Выбрать главу

Я могу сказать, что почти вся ставка, по крайней мере все начальники отделов принимали в этом участие и часть офицеров гарнизона, главным образом казачьи части. Я считал неудобным спрашивать о лицах. Что касается политических деятелей, то там, несомненно, были лица из состава совета министров.

Председатель. В самый момент переворота вы не знали, кто был инициатором и кто был фактическим выполнителем?

Колчак. Нет, я знал: Волков, начальник гарнизона, Катанаев, Красильников и несколько офицеров казачьих частей. Я Лебедева спросил: «Кто же был главным участником переворота, – казачьи части?» – Он ответил, что вся ставка, штаб главнокомандующего, при участии некоторых членов совета министров. Но до сих пор мне неизвестно, кто был из членов совета министров. Я никогда к этому вопросу не возвращался и никогда ни с кем из министров об этом не говорил. У меня создалось такое впечатление, что Матковский был не в курсе этих дел. Судя по его словам, он никакого участия не принимал. После заседания совета министров я поехал прямо в ставку. На вопрос Розанова о его положении, я сказал: «Мне кажется, лучше вам некоторое время не выступать, потому что ваше положенно будет неудобное. Вы являетесь помощником Болдырева, и в отношении его самого будет неудобно, если вы останетесь в своей должности, поэтому я прошу вас на некоторое время пока не принимать участия в делах ставки, а вместо вас будет полковник Сыромятников (он тогда был квартирмейстером) вести доклады и исполнять обязанности начальника штаба».

Когда Сыромятников явился, я прежде всего спросил его, какие части произвели сегодня ночью эти события? Он мне назвал. Тогда я спросил его, где находятся члены Директории. Он мне отметил, что они находятся в отряде Красильникова, в здании сельско-хозяйственного института. Я спросил, были ли сделаны какие-нибудь убийства и насилия в течение ночи.

Он сказал, что ничего такого не было, что разоружение милиции Роговского не вызвало никаких столкновений и недоразумений.

Тогда я просил вызвать к себе Волкова и сделать распоряжение, чтобы доставили в город арестованных, поместить их на их

квартиру, квартиру усиленно охранять, но не держать их там. Затем я вместе с ним и с прибывшим генералом Андогским выработали целый ряд телеграмм по частям и по армии, главным образом на фронте, по гарнизонам различных городов, – все гражданские власти должен был осведомить об этом совет [176] министров, а осведомление военных была моя обязанность, – о том, что я вступил в верховное командование и в верховное управление в качестве верховного правителя.

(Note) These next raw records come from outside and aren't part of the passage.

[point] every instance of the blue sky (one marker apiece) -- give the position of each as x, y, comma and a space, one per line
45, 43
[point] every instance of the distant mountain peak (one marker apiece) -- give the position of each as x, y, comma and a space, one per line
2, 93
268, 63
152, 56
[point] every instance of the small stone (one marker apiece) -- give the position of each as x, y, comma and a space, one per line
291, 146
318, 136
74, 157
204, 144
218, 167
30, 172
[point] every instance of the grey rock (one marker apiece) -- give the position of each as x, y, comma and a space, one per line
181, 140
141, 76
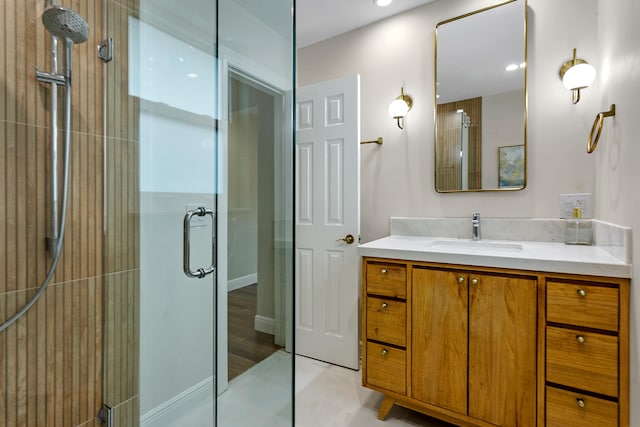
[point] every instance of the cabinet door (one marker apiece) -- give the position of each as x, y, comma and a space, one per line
439, 338
502, 349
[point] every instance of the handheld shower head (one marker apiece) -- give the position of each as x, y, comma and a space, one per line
66, 24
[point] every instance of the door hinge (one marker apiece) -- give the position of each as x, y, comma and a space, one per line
105, 50
105, 416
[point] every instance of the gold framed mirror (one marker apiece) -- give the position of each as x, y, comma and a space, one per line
481, 100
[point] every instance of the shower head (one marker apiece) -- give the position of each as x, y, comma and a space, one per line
65, 23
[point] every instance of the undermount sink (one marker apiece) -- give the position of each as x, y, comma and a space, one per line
476, 245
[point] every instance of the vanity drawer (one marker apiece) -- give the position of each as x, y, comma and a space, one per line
387, 367
586, 305
583, 360
387, 279
567, 408
387, 321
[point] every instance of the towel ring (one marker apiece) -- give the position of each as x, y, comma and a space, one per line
598, 122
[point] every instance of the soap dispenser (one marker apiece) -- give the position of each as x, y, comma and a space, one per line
578, 230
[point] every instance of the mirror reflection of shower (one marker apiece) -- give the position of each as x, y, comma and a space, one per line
465, 124
72, 29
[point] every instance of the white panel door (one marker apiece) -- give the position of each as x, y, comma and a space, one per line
327, 211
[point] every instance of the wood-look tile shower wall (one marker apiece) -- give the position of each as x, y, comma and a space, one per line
449, 168
55, 360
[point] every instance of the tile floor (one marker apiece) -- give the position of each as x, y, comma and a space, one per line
326, 396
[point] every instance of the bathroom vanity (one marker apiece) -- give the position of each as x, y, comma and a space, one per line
507, 333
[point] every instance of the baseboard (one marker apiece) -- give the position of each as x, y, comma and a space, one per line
181, 406
264, 324
241, 282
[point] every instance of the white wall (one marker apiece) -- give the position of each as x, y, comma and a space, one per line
616, 196
399, 51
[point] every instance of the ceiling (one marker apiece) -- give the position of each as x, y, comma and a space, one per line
318, 20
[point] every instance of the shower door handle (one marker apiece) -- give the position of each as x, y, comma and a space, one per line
186, 258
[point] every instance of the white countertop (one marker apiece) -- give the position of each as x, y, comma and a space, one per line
522, 255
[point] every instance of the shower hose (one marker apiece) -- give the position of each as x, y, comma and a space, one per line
63, 216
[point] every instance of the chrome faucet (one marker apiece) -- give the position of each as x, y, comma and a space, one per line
475, 226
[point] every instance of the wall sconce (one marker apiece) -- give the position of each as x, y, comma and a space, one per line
577, 74
399, 107
597, 123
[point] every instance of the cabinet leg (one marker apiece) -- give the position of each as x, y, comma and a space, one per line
385, 407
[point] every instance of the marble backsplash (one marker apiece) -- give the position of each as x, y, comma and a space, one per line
612, 238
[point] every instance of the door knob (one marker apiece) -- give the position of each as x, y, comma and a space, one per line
348, 239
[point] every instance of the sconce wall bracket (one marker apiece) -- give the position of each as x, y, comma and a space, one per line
597, 123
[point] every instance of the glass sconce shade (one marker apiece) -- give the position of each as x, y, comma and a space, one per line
398, 108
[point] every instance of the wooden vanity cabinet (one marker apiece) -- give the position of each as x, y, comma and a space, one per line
474, 344
587, 352
493, 347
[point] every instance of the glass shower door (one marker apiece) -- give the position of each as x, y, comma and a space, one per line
161, 184
169, 111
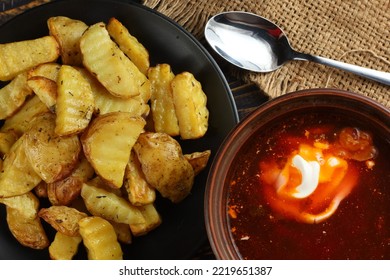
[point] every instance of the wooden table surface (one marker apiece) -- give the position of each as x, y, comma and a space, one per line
247, 96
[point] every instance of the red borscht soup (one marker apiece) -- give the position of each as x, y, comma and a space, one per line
312, 186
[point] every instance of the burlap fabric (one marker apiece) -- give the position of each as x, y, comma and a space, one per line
353, 31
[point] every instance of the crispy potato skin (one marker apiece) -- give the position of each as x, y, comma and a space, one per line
107, 144
64, 247
100, 239
74, 115
17, 57
17, 176
129, 44
63, 219
67, 32
23, 221
164, 165
51, 156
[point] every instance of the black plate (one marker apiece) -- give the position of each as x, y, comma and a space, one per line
182, 231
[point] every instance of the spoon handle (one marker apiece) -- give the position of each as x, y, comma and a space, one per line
379, 76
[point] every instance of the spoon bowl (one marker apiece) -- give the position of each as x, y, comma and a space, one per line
254, 43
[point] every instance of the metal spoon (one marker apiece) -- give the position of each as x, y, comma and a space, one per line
254, 43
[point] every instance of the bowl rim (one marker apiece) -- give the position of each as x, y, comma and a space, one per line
218, 231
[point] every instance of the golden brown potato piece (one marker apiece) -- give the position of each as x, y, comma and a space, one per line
190, 106
40, 190
75, 102
164, 165
47, 70
67, 32
123, 232
107, 144
27, 204
13, 95
198, 160
51, 156
100, 239
21, 120
152, 220
129, 44
105, 102
45, 89
64, 247
29, 232
24, 222
162, 106
103, 58
17, 177
17, 57
62, 218
100, 183
7, 139
138, 189
105, 204
63, 192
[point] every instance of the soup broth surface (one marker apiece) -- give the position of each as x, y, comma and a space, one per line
268, 218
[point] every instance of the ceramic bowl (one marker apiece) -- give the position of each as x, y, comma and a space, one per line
244, 220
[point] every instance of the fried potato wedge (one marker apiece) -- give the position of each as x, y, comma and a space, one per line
17, 57
107, 144
28, 232
67, 32
51, 156
108, 205
18, 176
13, 95
152, 220
190, 106
40, 190
24, 222
103, 58
45, 89
162, 106
123, 232
62, 218
64, 247
129, 44
164, 165
105, 102
63, 192
138, 189
21, 120
75, 102
100, 239
47, 70
198, 160
27, 204
7, 139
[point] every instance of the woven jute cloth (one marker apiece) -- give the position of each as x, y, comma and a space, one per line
352, 31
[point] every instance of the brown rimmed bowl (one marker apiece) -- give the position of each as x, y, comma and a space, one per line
358, 107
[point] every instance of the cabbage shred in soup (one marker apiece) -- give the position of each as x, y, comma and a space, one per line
314, 186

Затем мне в 4 часа дали знать, что совет министров снова собрался после перерыва, и что просит меня прибыть туда. Я приехал на это заседание и сообщил им те подробности, какие я знаю, какие распоряжения мною сделаны. Кажется, к этому времени арестованные были уже на своих квартирах. Я послал уже одного из своих ординарцев удостовериться, в каком они положении и состояния. Они оказались все живы и водворены на свои квартиры. Затем на этом же заседании совета министров был обсужден вопрос относительно выработки краткой конституции о моих взаимоотношениях с советом министров. Была пронята форма, которую я признал совершенно отвечающей тому, что нужно, указавши на то, что я считаю необходимым работать в полном контакте и в полном единении с советом министров. Затем тут же был намечен план относительно такого совета, который был бы при мне для экстренных вопросов и главным образом для решения вопросов иностранной политики, так называемого совета верховного правителя{64}, состоящего из пяти членов, в который могли вызываться ответственные лица.

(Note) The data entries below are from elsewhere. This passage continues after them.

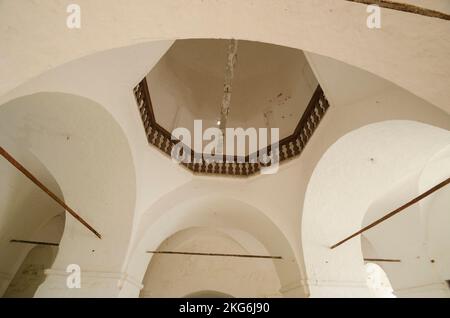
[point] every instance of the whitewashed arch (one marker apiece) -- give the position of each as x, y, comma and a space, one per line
76, 139
358, 169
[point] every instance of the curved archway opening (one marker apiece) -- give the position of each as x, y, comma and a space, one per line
27, 215
363, 176
208, 294
378, 281
248, 226
180, 274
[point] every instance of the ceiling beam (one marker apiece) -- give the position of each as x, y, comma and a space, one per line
34, 242
30, 176
398, 210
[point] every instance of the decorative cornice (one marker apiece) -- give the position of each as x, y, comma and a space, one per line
289, 147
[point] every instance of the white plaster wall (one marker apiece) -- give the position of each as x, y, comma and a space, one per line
397, 59
344, 184
410, 50
76, 139
25, 210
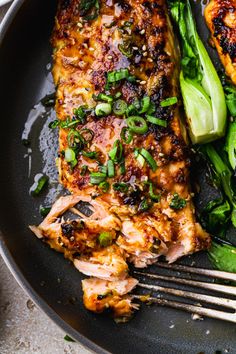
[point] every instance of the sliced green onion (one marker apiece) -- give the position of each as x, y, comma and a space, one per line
148, 157
69, 123
105, 239
104, 186
137, 124
103, 97
156, 121
44, 211
177, 202
103, 169
75, 139
131, 110
114, 76
97, 177
126, 135
84, 170
40, 182
144, 205
145, 104
126, 50
153, 196
169, 101
120, 186
110, 168
122, 168
103, 109
69, 155
80, 114
119, 107
117, 152
87, 134
90, 154
151, 109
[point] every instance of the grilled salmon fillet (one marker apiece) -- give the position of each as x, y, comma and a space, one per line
220, 17
122, 145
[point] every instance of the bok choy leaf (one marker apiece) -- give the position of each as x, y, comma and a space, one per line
202, 92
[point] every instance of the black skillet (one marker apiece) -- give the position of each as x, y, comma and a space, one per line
51, 281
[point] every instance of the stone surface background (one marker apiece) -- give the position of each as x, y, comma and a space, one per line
25, 329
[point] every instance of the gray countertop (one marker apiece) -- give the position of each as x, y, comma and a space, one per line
25, 329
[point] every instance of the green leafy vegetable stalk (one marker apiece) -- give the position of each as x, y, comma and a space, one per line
202, 92
224, 175
223, 257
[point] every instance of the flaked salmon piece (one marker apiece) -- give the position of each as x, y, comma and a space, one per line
77, 235
100, 295
139, 189
220, 17
108, 264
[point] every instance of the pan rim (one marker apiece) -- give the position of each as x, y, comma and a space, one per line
6, 254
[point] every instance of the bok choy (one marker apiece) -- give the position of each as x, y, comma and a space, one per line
202, 92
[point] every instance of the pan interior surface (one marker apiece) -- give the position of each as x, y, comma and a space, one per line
25, 56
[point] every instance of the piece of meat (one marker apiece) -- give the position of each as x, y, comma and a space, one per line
100, 295
220, 17
147, 208
108, 264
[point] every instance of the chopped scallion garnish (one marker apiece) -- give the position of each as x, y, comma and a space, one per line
145, 103
110, 169
156, 121
40, 183
126, 135
103, 109
148, 157
116, 153
97, 177
103, 97
137, 124
119, 107
90, 154
169, 101
120, 186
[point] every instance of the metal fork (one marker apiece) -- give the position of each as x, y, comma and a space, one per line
198, 309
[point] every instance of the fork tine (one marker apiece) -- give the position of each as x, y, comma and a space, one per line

Затем поднялся вопрос о том, что же делать сейчас. Я сказал, что в городе ходит масса самых фантастических слухов, поэтому надо самому факту переворота придать гласность. Я считал самым правильным судебное разбирательство в открытом заседании, для того, чтобы, во-первых, снять нарекания на лиц, совершивших этот переворот, а во-вторых, потому, что это лучший способ осведомления. Я сказал, что никогда не допущу кары над этими лицами, так как за то, что они – это сделали, я принял уже все последствия на себя. Но это один из способов придать гласность самому обстоятельству совершившегося переворота{65}.